Henry shrugged, “Maybe the first time you accidentally touched the wire to the insul… What do you call that stuff?”
“‘Insulation.’ I’m sure I didn’t. He laid down the wires from the battery and picked up the wires from the little glass beads. Studying them as best he could in the lantern light, he said, “There’s no insulation down near the ends.” He twisted it around in the light getting a reflection off the metal of the wire. “They’re not even dirty.”
“Try it again.”
Tarc did.
The bead didn’t light!
“What the hell?” Tarc asked with dismay.
Roper said, “Try it again. See if it lights the second time.”
Tarc did but the bead still didn’t light. He glanced up at Roper, feeling hugely frustrated. They should be immensely excited that they’d actually gotten the beads to light, but having them work a few times, then stop… It felt like someone had pulled a chair out from under him. “Wait,” he said staring at the wires. “What if it matters which wire’s hooked up to which battery lead? What if it matters which direction the electrons are flowing through the bead?”
Roper snorted. “First, you’d have to accept the ridiculous idea that invisibly small electrons flow through copper wire the way water goes through a pipe.”
As Tarc carefully switched the two wires from the battery in his hands, he said, “But if it’s right, it’d fit with the water idea. You can’t send water through a water wheel backward.”
“That’s only because water won’t flow uphill.
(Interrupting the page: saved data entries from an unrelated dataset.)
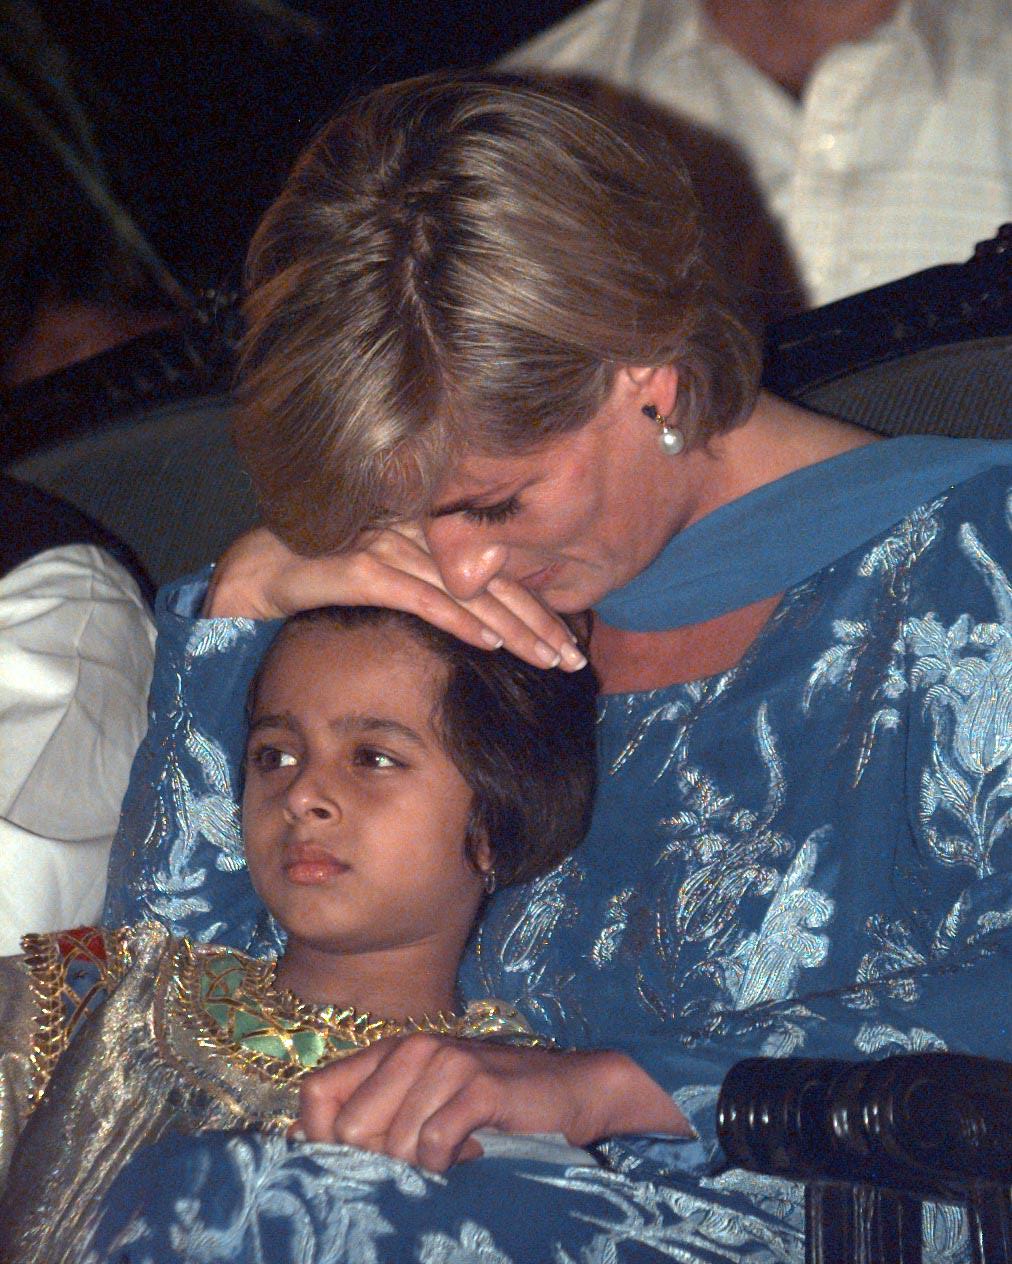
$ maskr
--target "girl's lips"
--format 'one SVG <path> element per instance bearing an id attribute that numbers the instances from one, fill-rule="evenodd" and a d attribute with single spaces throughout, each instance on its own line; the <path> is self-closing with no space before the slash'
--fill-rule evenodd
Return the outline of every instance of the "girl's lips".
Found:
<path id="1" fill-rule="evenodd" d="M 289 882 L 299 886 L 319 886 L 347 873 L 350 868 L 325 847 L 293 843 L 287 849 L 281 871 Z"/>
If you could run the water uphill, it’d probably still turn the water wh—”
Roper broke off when Tarc touched the wires the opposite way and the bead lit up again.
Tarc leaned closer and sent in his ghirit. The fuzzy stuff they were calling electrons was indeed flowing around the wires of the circuit. He lifted one of the wires out of contact. The fuzzy material stopped flowing and the bead went dark. He touched them again, flow resumed and the bead lit.